Fans of Serie A protested across Italy as they showed their dissatisfaction against tributes towards the Holocaust.
There had been disrepute in the Italian top flight after Lazio supporters were said to have defaced their Stadio Olimpico home in Rome with antisemitic graffiti and stickers showing images of Anne Frank wearing a jersey of their rivals Roma.
Frank was the teenager emblematic of Jewish victims during Holocaust, who was killed at the Bergen-Belsen concentration camp in 1945.
The Italian football federation (FIGC) responded towards the incident by announcing plans to observe a minute’s silence and read out a passage from Anne Frank’s diary before Serie A fixtures mid-week, with Lazio players also training in jerseys with an image of Frank and the words “No to anti-Semitism”.

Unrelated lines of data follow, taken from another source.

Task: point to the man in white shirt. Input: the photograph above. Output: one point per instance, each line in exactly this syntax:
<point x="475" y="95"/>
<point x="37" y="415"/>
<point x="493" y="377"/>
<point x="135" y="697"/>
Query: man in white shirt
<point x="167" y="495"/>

“I see the world being slowly transformed into a wilderness, I hear the approaching thunder that, one day, will destroy us too, I feel the suffering of millions,” the passage read. “And yet, when I look up at the sky, I somehow feel that everything will change for the better, that this cruelty too shall end, that peace and tranquillity will return once more.”
However, fans across the nation responded severely against the steps taken by FIGC, with the minute of silence observation being turned into applause.
Some supporters brought it further; Juventus fans were seen turning their backs and singing the Italian national anthem while fans at the Roma-Crotone match drowned out the reading with Curva Sud team chants.